If thats the case the Leeds BS ISA will in the second year be less than 4.5% . Will that still be competitve in relation to other offerings? AvidFan can you advice?
AvidFan
QUOTE (PennyPound @ Jun 22 2008, 01:50 PM) *
The following extract from http://news.uk.msn.com/Article.aspx?cp-documentid=8680797 supports Masked Tulip's concern of having money fixed in Leeds BS ISA for two years.

If thats the case the Leeds BS ISA will in the second year be less than 4.5% . Will that still be competitve in relation to other offerings? AvidFan can you advice?
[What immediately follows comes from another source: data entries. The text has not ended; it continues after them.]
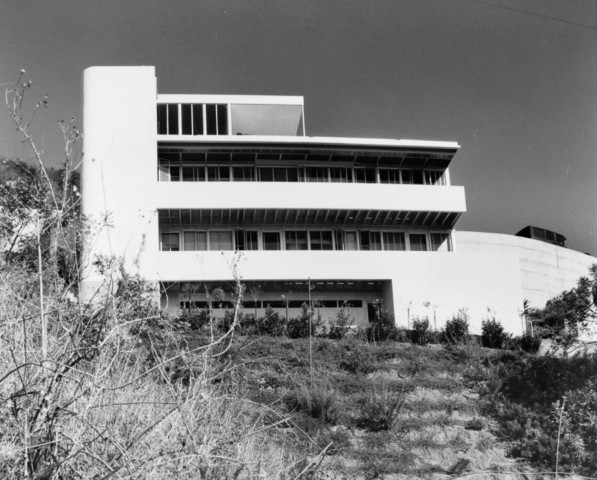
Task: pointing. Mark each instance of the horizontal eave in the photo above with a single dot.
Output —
(296, 141)
(305, 218)
(233, 99)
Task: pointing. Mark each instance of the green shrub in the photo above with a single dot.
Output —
(379, 408)
(492, 333)
(420, 333)
(272, 323)
(456, 329)
(248, 324)
(529, 343)
(317, 400)
(198, 318)
(359, 361)
(382, 327)
(225, 323)
(300, 327)
(544, 380)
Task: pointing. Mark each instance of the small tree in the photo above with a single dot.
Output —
(420, 332)
(383, 326)
(492, 333)
(456, 329)
(567, 315)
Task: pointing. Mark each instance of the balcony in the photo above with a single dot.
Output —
(252, 196)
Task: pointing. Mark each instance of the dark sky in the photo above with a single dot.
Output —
(513, 81)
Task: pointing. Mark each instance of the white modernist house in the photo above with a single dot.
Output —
(195, 187)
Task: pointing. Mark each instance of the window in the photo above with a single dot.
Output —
(389, 175)
(185, 217)
(370, 240)
(197, 119)
(317, 174)
(278, 174)
(296, 240)
(364, 175)
(434, 177)
(243, 174)
(394, 241)
(193, 174)
(271, 240)
(321, 240)
(218, 174)
(417, 177)
(441, 242)
(162, 119)
(168, 119)
(246, 240)
(343, 175)
(220, 240)
(169, 217)
(195, 241)
(170, 242)
(216, 119)
(418, 242)
(173, 119)
(350, 241)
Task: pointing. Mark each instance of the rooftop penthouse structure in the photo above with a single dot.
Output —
(200, 188)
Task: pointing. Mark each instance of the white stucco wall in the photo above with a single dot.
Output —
(546, 270)
(120, 185)
(447, 281)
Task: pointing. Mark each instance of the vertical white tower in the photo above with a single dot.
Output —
(119, 122)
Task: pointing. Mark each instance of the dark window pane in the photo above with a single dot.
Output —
(222, 119)
(418, 242)
(185, 217)
(394, 241)
(279, 174)
(252, 243)
(210, 118)
(271, 241)
(243, 174)
(321, 240)
(224, 174)
(187, 174)
(212, 174)
(266, 175)
(418, 177)
(174, 173)
(292, 175)
(364, 240)
(374, 241)
(162, 119)
(187, 121)
(198, 119)
(173, 118)
(170, 242)
(296, 240)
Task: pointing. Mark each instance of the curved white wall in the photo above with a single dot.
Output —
(546, 270)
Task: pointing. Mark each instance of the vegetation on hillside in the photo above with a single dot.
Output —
(118, 390)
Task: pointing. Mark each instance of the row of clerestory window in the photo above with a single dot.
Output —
(240, 240)
(192, 119)
(202, 173)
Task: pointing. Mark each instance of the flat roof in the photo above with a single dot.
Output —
(353, 143)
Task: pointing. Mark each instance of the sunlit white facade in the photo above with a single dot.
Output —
(195, 186)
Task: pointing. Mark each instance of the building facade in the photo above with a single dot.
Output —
(195, 190)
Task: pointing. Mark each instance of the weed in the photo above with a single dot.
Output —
(317, 401)
(379, 408)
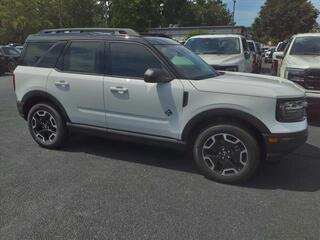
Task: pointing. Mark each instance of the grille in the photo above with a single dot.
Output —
(312, 79)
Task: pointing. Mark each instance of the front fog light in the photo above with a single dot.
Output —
(291, 110)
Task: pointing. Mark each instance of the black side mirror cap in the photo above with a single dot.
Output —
(280, 56)
(156, 75)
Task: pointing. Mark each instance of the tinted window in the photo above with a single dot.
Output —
(34, 52)
(82, 57)
(306, 46)
(50, 58)
(188, 64)
(251, 46)
(244, 45)
(223, 45)
(131, 60)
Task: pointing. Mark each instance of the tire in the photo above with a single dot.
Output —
(226, 153)
(11, 67)
(46, 126)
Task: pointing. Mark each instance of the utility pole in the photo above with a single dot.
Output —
(233, 14)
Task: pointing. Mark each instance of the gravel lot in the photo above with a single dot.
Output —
(101, 189)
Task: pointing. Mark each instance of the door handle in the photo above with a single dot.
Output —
(63, 84)
(120, 90)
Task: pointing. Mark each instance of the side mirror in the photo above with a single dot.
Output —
(156, 75)
(247, 55)
(279, 56)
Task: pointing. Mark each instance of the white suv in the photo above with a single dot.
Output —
(115, 83)
(223, 52)
(301, 64)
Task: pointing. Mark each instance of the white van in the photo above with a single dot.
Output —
(223, 52)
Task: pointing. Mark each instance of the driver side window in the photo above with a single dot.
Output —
(131, 60)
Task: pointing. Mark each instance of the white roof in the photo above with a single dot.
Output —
(216, 36)
(307, 35)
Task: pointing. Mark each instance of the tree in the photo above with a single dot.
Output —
(137, 14)
(278, 20)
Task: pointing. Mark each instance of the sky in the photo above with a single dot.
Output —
(247, 10)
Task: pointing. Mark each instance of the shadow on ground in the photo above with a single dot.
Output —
(297, 172)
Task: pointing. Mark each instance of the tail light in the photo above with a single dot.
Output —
(14, 82)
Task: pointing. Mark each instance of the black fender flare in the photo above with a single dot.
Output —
(36, 94)
(224, 113)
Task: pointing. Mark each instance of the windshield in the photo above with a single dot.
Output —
(189, 65)
(306, 46)
(224, 45)
(10, 51)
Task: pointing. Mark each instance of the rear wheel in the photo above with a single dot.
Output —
(226, 153)
(46, 125)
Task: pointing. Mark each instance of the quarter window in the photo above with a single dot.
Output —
(131, 60)
(82, 57)
(34, 52)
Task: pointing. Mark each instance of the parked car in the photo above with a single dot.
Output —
(276, 62)
(19, 48)
(268, 55)
(223, 52)
(301, 64)
(256, 59)
(153, 89)
(9, 58)
(264, 50)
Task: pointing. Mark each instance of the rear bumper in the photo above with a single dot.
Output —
(278, 145)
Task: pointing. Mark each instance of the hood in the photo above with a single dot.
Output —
(222, 59)
(250, 85)
(303, 61)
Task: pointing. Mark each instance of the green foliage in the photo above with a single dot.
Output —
(278, 20)
(19, 18)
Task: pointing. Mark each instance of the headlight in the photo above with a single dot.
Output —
(295, 75)
(291, 110)
(232, 69)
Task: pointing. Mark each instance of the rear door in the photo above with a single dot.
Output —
(77, 82)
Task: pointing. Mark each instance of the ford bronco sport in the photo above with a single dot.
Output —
(116, 83)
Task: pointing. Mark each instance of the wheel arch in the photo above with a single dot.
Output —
(37, 96)
(221, 115)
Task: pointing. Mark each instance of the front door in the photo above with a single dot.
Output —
(78, 83)
(134, 105)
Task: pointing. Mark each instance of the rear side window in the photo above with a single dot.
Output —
(131, 60)
(50, 58)
(34, 51)
(251, 46)
(244, 45)
(83, 57)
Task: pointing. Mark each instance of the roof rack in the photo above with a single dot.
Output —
(111, 31)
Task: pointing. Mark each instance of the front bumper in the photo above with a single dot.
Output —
(278, 145)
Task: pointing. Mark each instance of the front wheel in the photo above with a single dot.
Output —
(226, 153)
(46, 125)
(11, 67)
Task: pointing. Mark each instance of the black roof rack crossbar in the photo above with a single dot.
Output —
(114, 31)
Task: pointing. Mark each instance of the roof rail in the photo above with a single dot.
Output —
(114, 31)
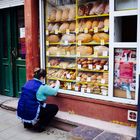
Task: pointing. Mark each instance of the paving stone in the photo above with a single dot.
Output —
(84, 133)
(112, 136)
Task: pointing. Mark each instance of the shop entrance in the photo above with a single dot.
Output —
(12, 51)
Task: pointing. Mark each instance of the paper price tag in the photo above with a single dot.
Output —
(76, 89)
(90, 66)
(47, 32)
(79, 66)
(66, 42)
(86, 30)
(69, 86)
(102, 81)
(105, 53)
(78, 79)
(83, 90)
(67, 31)
(49, 64)
(98, 67)
(79, 42)
(95, 29)
(88, 79)
(106, 29)
(105, 67)
(56, 31)
(68, 76)
(88, 90)
(47, 43)
(102, 42)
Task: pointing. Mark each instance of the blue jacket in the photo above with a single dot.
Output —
(28, 106)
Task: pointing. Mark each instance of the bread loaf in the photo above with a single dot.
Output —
(72, 13)
(72, 26)
(63, 27)
(52, 16)
(65, 14)
(101, 36)
(84, 50)
(58, 15)
(69, 38)
(85, 38)
(53, 38)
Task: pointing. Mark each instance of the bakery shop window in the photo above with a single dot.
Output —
(125, 29)
(125, 73)
(125, 5)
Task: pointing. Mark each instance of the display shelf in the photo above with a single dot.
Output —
(64, 80)
(92, 16)
(63, 56)
(88, 70)
(57, 67)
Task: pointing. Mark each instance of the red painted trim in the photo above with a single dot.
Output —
(31, 11)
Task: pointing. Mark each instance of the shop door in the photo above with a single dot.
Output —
(12, 69)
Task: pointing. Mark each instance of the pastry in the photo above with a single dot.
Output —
(84, 37)
(65, 14)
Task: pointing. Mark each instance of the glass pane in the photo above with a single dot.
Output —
(5, 35)
(125, 73)
(21, 32)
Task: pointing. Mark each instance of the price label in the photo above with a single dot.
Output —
(102, 42)
(67, 31)
(47, 32)
(90, 66)
(77, 30)
(69, 86)
(56, 31)
(102, 81)
(86, 30)
(79, 42)
(88, 90)
(78, 79)
(98, 67)
(47, 43)
(79, 66)
(78, 54)
(66, 42)
(47, 53)
(95, 29)
(105, 53)
(88, 79)
(105, 67)
(106, 29)
(83, 90)
(76, 89)
(68, 76)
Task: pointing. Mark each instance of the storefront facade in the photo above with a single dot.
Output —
(93, 49)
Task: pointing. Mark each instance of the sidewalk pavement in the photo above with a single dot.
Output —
(12, 129)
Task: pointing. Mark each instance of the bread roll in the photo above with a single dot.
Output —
(63, 27)
(52, 16)
(69, 38)
(84, 38)
(85, 50)
(72, 26)
(65, 14)
(88, 24)
(106, 22)
(72, 13)
(58, 15)
(95, 23)
(53, 38)
(101, 36)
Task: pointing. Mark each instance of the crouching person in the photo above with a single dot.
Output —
(32, 108)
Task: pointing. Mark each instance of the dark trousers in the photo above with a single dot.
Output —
(45, 116)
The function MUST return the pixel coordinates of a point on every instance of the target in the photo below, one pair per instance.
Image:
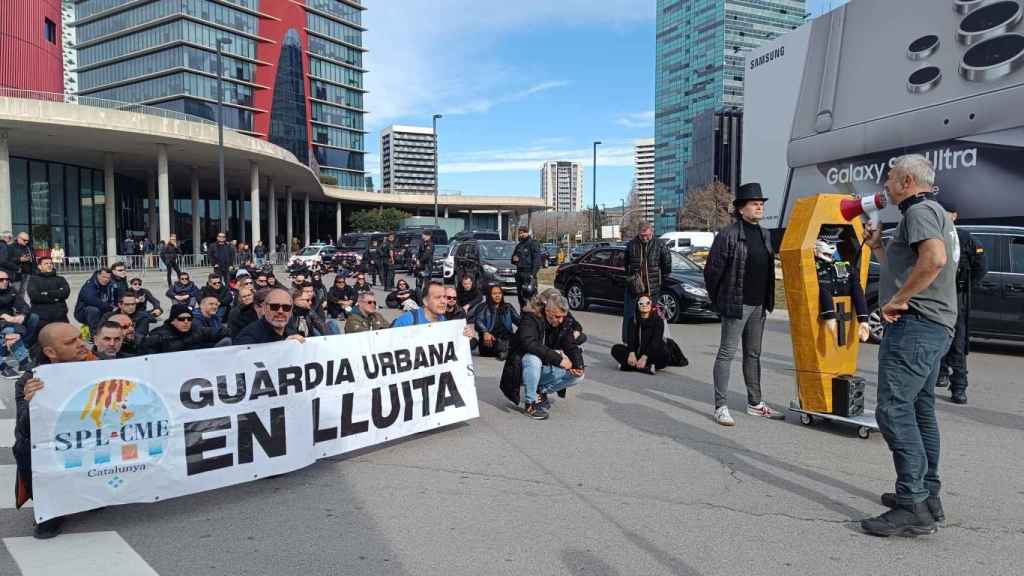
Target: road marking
(7, 475)
(86, 553)
(6, 433)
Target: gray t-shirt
(922, 221)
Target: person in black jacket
(740, 280)
(48, 293)
(178, 334)
(647, 261)
(528, 259)
(545, 356)
(496, 322)
(170, 255)
(96, 297)
(59, 342)
(244, 313)
(222, 257)
(646, 348)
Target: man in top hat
(970, 270)
(740, 280)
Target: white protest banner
(154, 427)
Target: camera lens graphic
(988, 22)
(966, 6)
(924, 79)
(923, 47)
(993, 58)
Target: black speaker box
(848, 396)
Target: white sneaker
(764, 411)
(723, 417)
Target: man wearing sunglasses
(178, 333)
(365, 318)
(275, 313)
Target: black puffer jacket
(725, 268)
(652, 260)
(537, 337)
(48, 295)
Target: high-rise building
(408, 156)
(30, 46)
(293, 69)
(561, 186)
(643, 174)
(699, 67)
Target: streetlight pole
(220, 131)
(435, 119)
(593, 221)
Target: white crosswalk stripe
(86, 553)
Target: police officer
(970, 271)
(387, 261)
(527, 258)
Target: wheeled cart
(865, 422)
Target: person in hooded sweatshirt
(469, 294)
(646, 348)
(48, 293)
(183, 291)
(96, 297)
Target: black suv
(599, 277)
(997, 305)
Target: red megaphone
(869, 205)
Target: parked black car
(997, 306)
(599, 278)
(489, 261)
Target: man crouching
(545, 355)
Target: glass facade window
(338, 116)
(330, 157)
(178, 31)
(333, 29)
(180, 83)
(58, 204)
(335, 73)
(336, 94)
(337, 8)
(187, 56)
(335, 51)
(338, 137)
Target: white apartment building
(643, 171)
(408, 156)
(561, 186)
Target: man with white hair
(919, 288)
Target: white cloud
(430, 55)
(643, 119)
(530, 158)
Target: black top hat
(747, 193)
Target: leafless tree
(706, 208)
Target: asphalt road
(630, 476)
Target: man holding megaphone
(918, 287)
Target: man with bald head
(59, 342)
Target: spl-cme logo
(113, 427)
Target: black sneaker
(48, 529)
(901, 522)
(536, 411)
(934, 504)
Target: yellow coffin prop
(816, 353)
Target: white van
(695, 239)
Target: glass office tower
(293, 69)
(700, 46)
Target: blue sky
(518, 83)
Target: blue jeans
(629, 311)
(547, 379)
(908, 366)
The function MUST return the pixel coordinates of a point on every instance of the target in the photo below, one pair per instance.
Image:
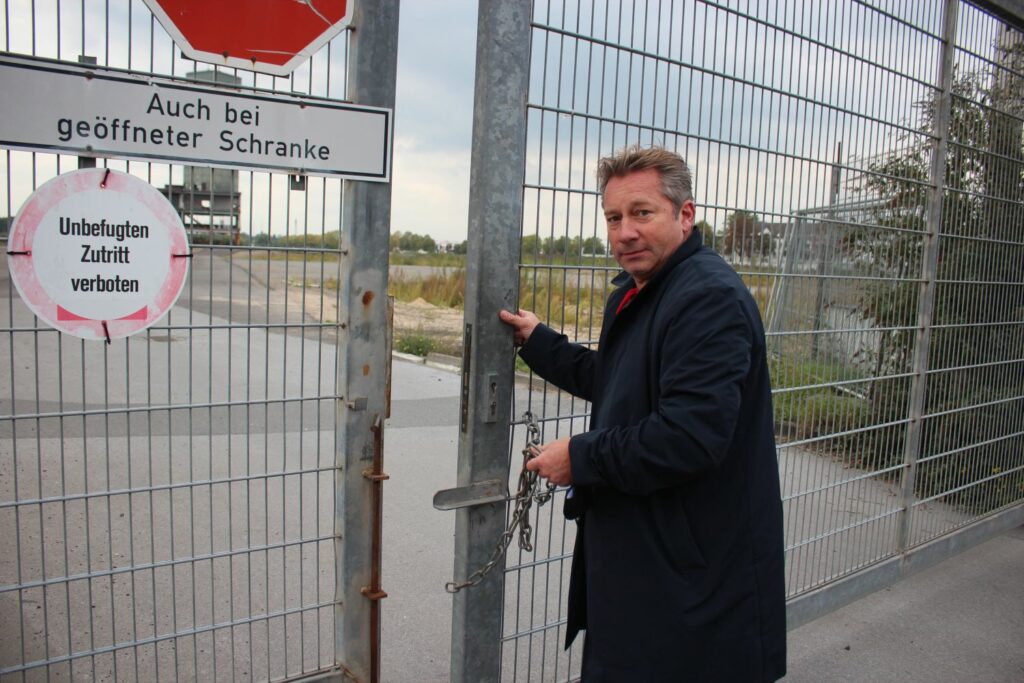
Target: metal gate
(860, 165)
(196, 502)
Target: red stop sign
(268, 36)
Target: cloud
(430, 189)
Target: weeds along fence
(861, 165)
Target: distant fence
(861, 166)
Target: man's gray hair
(676, 182)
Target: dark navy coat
(678, 568)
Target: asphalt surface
(960, 621)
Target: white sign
(98, 254)
(66, 108)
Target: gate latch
(481, 493)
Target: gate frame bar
(364, 361)
(496, 201)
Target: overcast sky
(433, 117)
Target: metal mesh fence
(167, 501)
(816, 132)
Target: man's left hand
(553, 463)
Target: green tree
(707, 231)
(974, 388)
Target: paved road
(245, 415)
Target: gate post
(492, 284)
(929, 273)
(363, 359)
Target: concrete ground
(958, 622)
(961, 621)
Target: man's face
(643, 228)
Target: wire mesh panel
(167, 500)
(813, 131)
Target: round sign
(98, 253)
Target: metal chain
(527, 492)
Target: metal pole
(364, 360)
(929, 269)
(492, 284)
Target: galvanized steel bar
(930, 257)
(363, 368)
(495, 215)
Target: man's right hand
(522, 324)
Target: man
(678, 567)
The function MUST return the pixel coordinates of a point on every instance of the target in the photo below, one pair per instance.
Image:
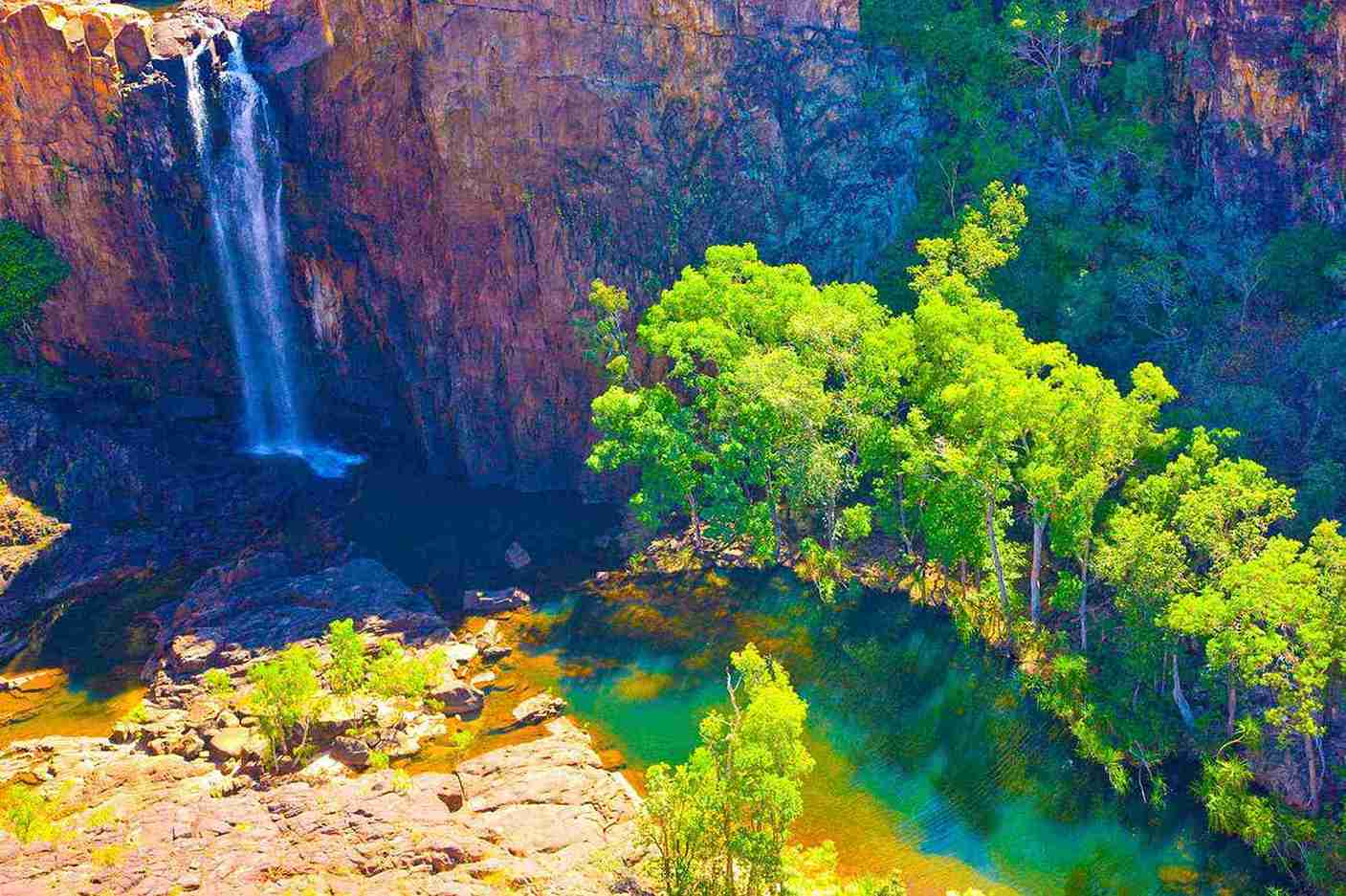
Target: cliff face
(462, 171)
(95, 155)
(1262, 86)
(456, 174)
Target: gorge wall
(1262, 90)
(458, 171)
(456, 175)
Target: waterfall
(242, 184)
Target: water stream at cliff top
(242, 185)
If you read the blurb, you can cash this in on or after 1st August 2009, i.e. treat it as a 1 year account, WITHOUT LOSS. Any days you keep the account open after August 1st 2009, you will only be earning 2.5% per annum equivalent if you cash in between August 2009 and July 2010.

Given that the rate you earn between July 2008 and August 2009 is equal to the change in RPI between April 2008 and April 2009 plus another 2.5%, I can't see how you'll lose. All the months from April to now have already had RPI at or above 4%, so that's 3 months of the 12 month "assessment" period already in the bag.

Even the BoE says inflation will continue rising to the end of the year, leaving just 4 months until April 2009 when you MAY see some small reduction in inflation rate - but don't bank on it. And of course in April, we have pay settlements going through, so I'd say this thing is going to come to a head right when the first year's qualifying period for this product is complete.

I personally think this product is a no-brainer - honestly.